3. Decide what to use for quantification; either measurement via real-world data or calculation via models, with resources like the Software Carbon Intensity Guide providing guidance.
4. Quantify the SCI score for each software component within their boundary, considering multiple scenarios to understand their application's behavior in diverse contexts.

A problem for both GHG and SCI is that companies can pick and choose what to include. This decreases the objectivity of the measurements. Another problem is that it is a lot of manual work. But software development means automation, and luckily, automation is possible even in this regard.

There are multiple examples of adding automation and objectivity to your green measurements.

Take, for example, the CAST Highlight tooling. It will combine a survey with a technical analysis of your application(s), and output a Green Impact Score, estimated CO2 emissions, and possible remediations and recommendations. The survey, of course, introduces some subjectivity and manual work, but the scan is fully automated and cannot be configured.
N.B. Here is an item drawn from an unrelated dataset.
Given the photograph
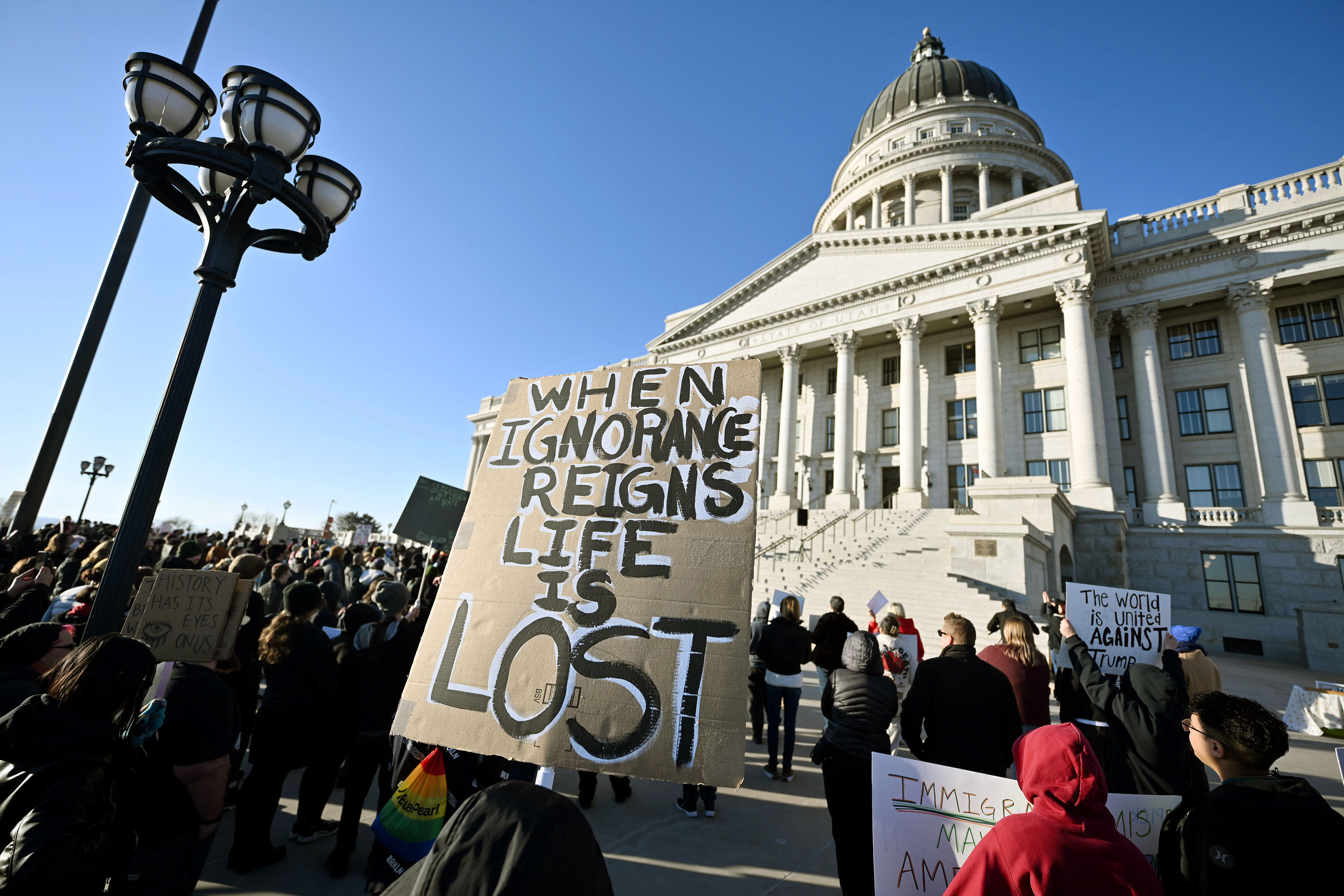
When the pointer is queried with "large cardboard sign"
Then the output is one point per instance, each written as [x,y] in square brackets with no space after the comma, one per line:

Using CAST Highlight and the SCI Specification, CAST demonstrates that decarbonizing a single software application can potentially reduce annual CO2 emissions by an estimated 400 kg—a testament to the tangible impact of green software practices.

Alternative tools are available, as well, and more alternatives will show up in the future when the business model of automating green shifts takes off.
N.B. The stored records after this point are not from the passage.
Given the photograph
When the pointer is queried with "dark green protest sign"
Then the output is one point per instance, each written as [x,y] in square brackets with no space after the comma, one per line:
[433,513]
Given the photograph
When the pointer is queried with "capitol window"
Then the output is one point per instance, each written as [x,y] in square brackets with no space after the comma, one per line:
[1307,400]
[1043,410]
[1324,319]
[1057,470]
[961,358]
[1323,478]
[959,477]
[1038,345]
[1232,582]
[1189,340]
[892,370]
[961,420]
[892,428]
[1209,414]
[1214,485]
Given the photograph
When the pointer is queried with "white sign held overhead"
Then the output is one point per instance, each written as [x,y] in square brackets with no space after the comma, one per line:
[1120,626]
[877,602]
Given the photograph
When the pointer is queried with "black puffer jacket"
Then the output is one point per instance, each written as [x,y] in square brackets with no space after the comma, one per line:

Another, even less involved way to measure the environmental impact of software is available to companies hosting software in the Azure cloud. The Emissions Impact Dashboard automates the calculations of the emissions of a company’s cloud resources and visualizes them using Power BI. This has the additional benefits of standardization, easy intercompany comparison, and the possibility to calculate how to further reduce emissions based on live data.

Measuring the carbon emissions of software applications and their development cycle is becoming increasingly mainstream. Standardization makes these measurements easier to perform, and more useful, and they can increasingly serve to make attainable green alternatives transparent. Investing in green software analysis and/or a green shift strategy now can potentially be a profitable investment in more ways than one.